Полицейский старательный чиновник, найдя неприличным присутствие трупа на дворе его сиятельства, приказал драгунам вытащить тело на улицу. Два драгуна взялись за изуродованные ноги и поволокли тело. Окровавленная, измазанная в пыли, мертвая бритая голова на длинной шее, подворачиваясь, волочилась по земле. Народ жался прочь от трупа.
В то время как Верещагин упал и толпа с диким ревом стеснилась и заколыхалась над ним, Растопчин вдруг побледнел, и вместо того чтобы идти к заднему крыльцу, у которого ждали его лошади, он, сам не зная куда и зачем, опустив голову, быстрыми шагами пошел по коридору, ведущему в комнаты нижнего этажа. Лицо графа было бледно, и он не мог остановить трясущуюся, как в лихорадке, нижнюю челюсть.

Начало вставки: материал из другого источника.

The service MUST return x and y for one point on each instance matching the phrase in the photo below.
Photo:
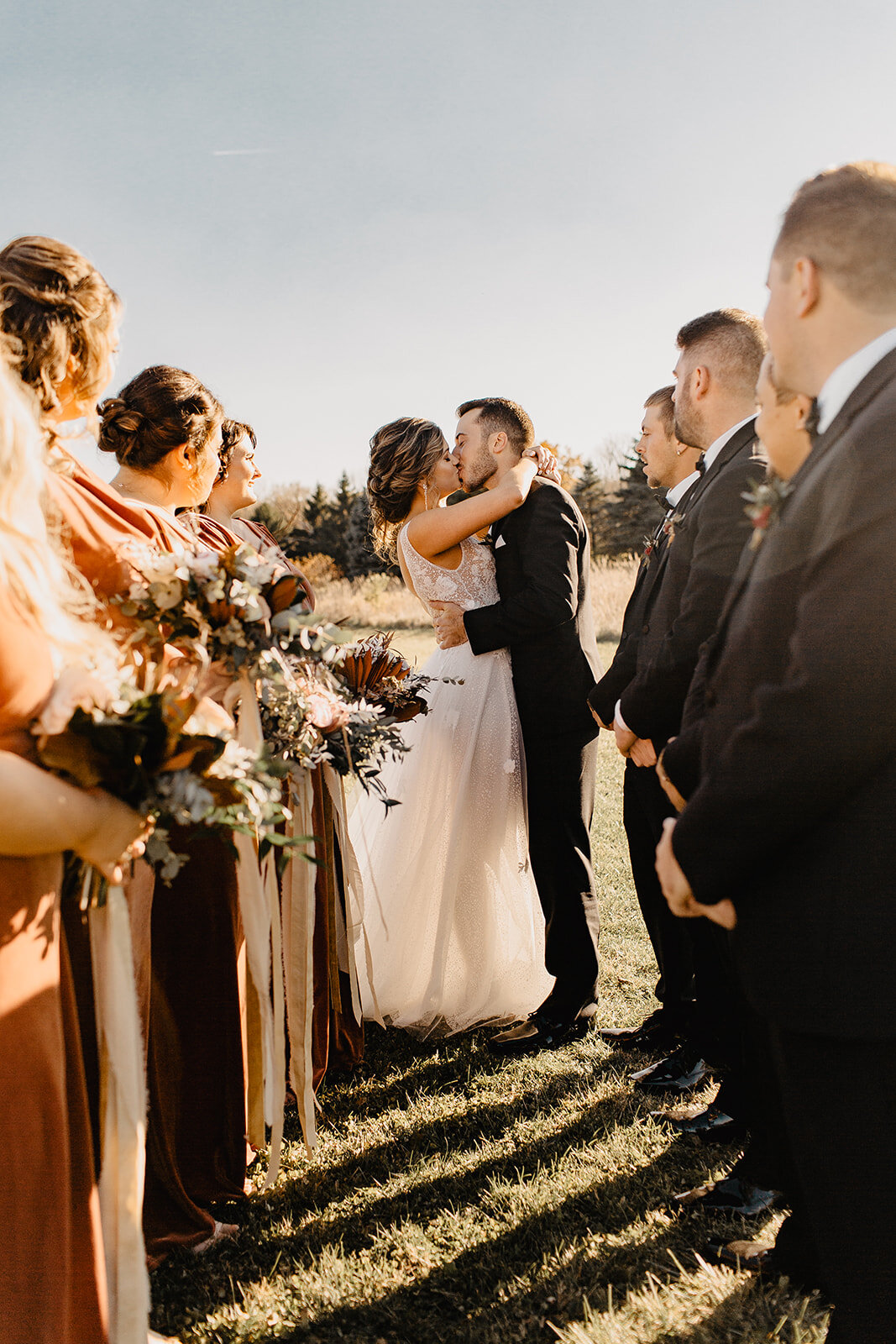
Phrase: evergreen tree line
(621, 512)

– Ваше сиятельство, сюда… куда изволите?.. сюда пожалуйте, – проговорил сзади его дрожащий, испуганный голос. Граф Растопчин не в силах был ничего отвечать и, послушно повернувшись, пошел туда, куда ему указывали. У заднего крыльца стояла коляска. Далекий гул ревущей толпы слышался и здесь. Граф Растопчин торопливо сел в коляску и велел ехать в свой загородный дом в Сокольниках. Выехав на Мясницкую и не слыша больше криков толпы, граф стал раскаиваться. Он с неудовольствием вспомнил теперь волнение и испуг, которые он выказал перед своими подчиненными. «La populace est terrible, elle est hideuse, – думал он по французски. – Ils sont сошше les loups qu'on ne peut apaiser qu'avec de la chair. [Народная толпа страшна, она отвратительна. Они как волки: их ничем не удовлетворишь, кроме мяса.] „Граф! один бог над нами!“ – вдруг вспомнились ему слова Верещагина, и неприятное чувство холода пробежало по спине графа Растопчина. Но чувство это было мгновенно, и граф Растопчин презрительно улыбнулся сам над собою. „J'avais d'autres devoirs, – подумал он. – Il fallait apaiser le peuple. Bien d'autres victimes ont peri et perissent pour le bien publique“, [У меня были другие обязанности. Следовало удовлетворить народ. Много других жертв погибло и гибнет для общественного блага.] – и он стал думать о тех общих обязанностях, которые он имел в отношении своего семейства, своей (порученной ему) столице и о самом себе, – не как о Федоре Васильевиче Растопчине (он полагал, что Федор Васильевич Растопчин жертвует собою для bien publique [общественного блага]), но о себе как о главнокомандующем, о представителе власти и уполномоченном царя. „Ежели бы я был только Федор Васильевич, ma ligne de conduite aurait ete tout autrement tracee, [путь мой был бы совсем иначе начертан,] но я должен был сохранить и жизнь и достоинство главнокомандующего“.